Solution Salvation 2013-10

Solution Salvation 2013-10 #

Problem: Write a Dfn to produce a vector of the first n odd numbers.

Video: https://www.youtube.com/watch?v=w-rzx2VNqbY

Hello and welcome to this APL quest! In today’s episode, we’re tackling the last problem from the 2013 round of the APL problem-solving competition. The objective is straightforward: we are given a set of linear equations and their corresponding results, and we need to find the values of the variables.

Intro#

Setting Up the Equation System#

Let’s start by creating a simple example of a system of equations with three variables:

\((4x + 1y + 1z = 2)\)
\((2x + 2y + 2z = 6)\)
\((6x + 3y + 1z = 4)\)

A potential solution for this system could be:

\((x = -1)\)
\((y = 3)\)
\((z = 1)\)

We can verify this by substituting the values back into the equations and calculating the results.

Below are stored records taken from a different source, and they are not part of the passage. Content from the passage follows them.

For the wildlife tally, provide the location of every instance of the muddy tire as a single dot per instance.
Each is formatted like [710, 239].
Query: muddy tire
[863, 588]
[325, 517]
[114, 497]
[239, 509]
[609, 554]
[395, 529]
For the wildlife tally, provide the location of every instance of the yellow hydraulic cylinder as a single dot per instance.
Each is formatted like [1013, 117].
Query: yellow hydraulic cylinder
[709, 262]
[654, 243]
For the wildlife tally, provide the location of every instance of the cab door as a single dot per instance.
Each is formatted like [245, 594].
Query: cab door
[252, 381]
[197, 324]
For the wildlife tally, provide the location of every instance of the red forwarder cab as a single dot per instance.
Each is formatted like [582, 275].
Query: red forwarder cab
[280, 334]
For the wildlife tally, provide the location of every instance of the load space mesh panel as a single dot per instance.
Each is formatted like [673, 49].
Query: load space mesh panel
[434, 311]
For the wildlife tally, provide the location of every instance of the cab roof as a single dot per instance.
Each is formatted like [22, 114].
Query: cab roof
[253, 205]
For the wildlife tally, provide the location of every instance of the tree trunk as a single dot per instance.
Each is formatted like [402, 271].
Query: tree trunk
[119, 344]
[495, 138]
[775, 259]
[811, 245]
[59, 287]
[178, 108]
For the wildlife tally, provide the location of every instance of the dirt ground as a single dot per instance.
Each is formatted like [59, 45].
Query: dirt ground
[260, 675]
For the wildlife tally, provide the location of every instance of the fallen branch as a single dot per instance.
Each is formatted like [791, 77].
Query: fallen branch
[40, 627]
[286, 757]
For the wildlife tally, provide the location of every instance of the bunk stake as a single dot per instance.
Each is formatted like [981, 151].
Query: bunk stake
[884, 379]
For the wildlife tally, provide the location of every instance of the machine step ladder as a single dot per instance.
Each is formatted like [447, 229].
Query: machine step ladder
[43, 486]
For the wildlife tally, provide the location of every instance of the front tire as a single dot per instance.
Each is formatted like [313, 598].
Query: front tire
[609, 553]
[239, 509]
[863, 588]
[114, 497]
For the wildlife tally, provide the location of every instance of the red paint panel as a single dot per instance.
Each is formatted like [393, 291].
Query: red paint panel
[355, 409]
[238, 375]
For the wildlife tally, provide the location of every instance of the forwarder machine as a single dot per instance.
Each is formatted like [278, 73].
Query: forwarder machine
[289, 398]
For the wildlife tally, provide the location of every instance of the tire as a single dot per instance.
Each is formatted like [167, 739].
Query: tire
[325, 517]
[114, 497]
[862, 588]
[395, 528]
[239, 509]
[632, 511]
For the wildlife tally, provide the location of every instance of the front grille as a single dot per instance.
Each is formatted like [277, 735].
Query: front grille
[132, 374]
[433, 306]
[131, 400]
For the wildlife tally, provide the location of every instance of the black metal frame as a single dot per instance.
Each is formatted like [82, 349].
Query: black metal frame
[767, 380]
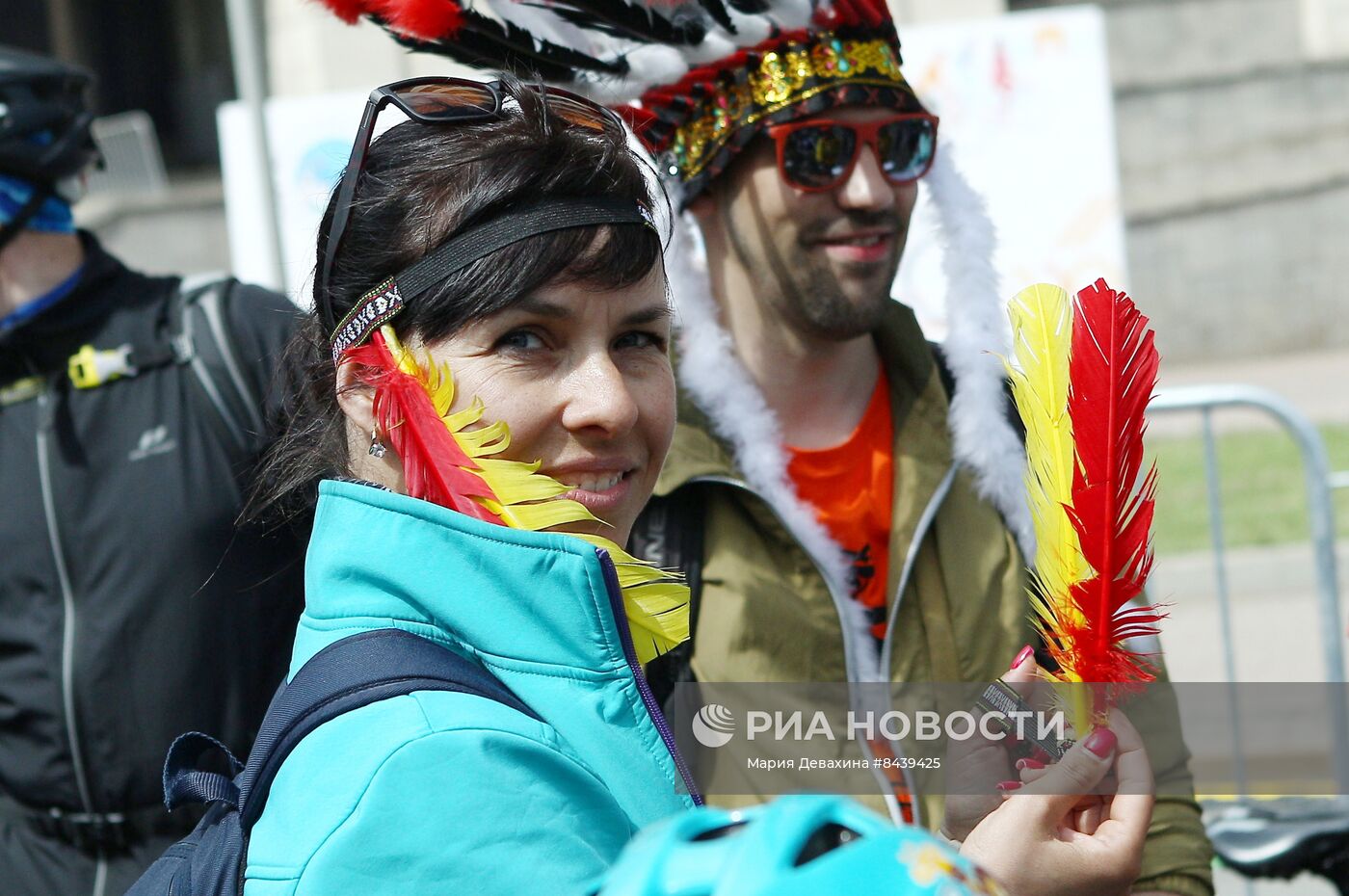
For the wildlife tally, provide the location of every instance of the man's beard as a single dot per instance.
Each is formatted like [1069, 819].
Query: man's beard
[818, 302]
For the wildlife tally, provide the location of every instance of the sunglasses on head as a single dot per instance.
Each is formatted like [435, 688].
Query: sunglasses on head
[437, 100]
[819, 154]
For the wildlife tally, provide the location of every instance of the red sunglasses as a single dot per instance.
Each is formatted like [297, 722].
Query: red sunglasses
[819, 154]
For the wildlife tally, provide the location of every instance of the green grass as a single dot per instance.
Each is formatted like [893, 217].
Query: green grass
[1264, 492]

The equations simplify to:

\((4 \times (-1) + 1 \times 3 + 1 \times 1 = 2)\)
\((2 \times (-1) + 2 \times 3 + 2 \times 1 = 6)\)
\((6 \times (-1) + 3 \times 3 + 1 \times 1 = 4)\)

Indeed, these yield the correct outcomes.

Finding the Missing Values#

The next step is to compute the values of (x, y,) and (z) without knowing them a priori. We know the results (2, 6,) and (4), and we can express our goal as finding a vector (v) such that:

\([ M \cdot v = R ]\)

Where (M) represents the matrix of coefficients and (R) represents our results.

Basic Solutions#

M←3 3⍴4 1 3 2 2 2 6 3 1
r←2 6 4
v←¯1 3 1

v ≡ r +.×⍣¯1⍨ M
v ≡ r +.×⍨∘⌹ M
v ≡ r ⌹ M

These are three equivalent primitive APL solutions for solving a set of linear equations:

v ≡ r +.×⍣¯1⍨ M: This uses the inverse of matrix multiplication.
- +.× is the inner product (matrix multiplication)
- ⍣¯1 applies the inverse of the function
- ⍨ swaps the arguments
v ≡ r +.×⍨∘⌹ M: This uses explicit matrix inversion.
- ⌹ is the matrix inverse operator
- ∘ composes the matrix multiplication with the inverse
- ⍨ swaps the arguments
v ≡ r ⌹ M: This uses the built-in linear equation solver.
- ⌹ when used dyadically solves the system of linear equations

Advanced Solutions#

Hotelling-Bodewig Scheme#

⍝ Hotelling-Bodewig scheme:
⍝ Vᵢ₊₁ = Vᵢ(2I−AVᵢ)
⍝ Vᵢ₊₁ = 2Vᵢ−VᵢAVᵢ
⍝ Vᵢ₊₁ = Vᵢ+Vᵢ−VᵢAVᵢ
 Vi+Vi-Vi+.×A+.×Vi
 A(⊢+⊢-⊢+.×+.×)Vi
 ⊢(⊢+⊢-⊢+.×+.×)⍣≡
⍝ https://codegolf.stackexchange.com/a/213953

Overview

The Hotelling-Bodewig algorithm is an iterative method for refining an initial approximation of a matrix’s inverse. The method is defined by the iteration formula:

\(𝑉𝑖+1 = 𝑉𝑖(2𝐼 − 𝐴𝑉𝑖)\)

where:

\(𝑉𝑖\) is the current approximation of the inverse of matrix 𝐴
\(𝑉𝑖+1\) is the next approximation
\(𝐼\) is the identity matrix

The process continues iteratively until \(𝑉𝑖\) converges to \(𝐴⁻¹\), the true inverse of the matrix 𝐴.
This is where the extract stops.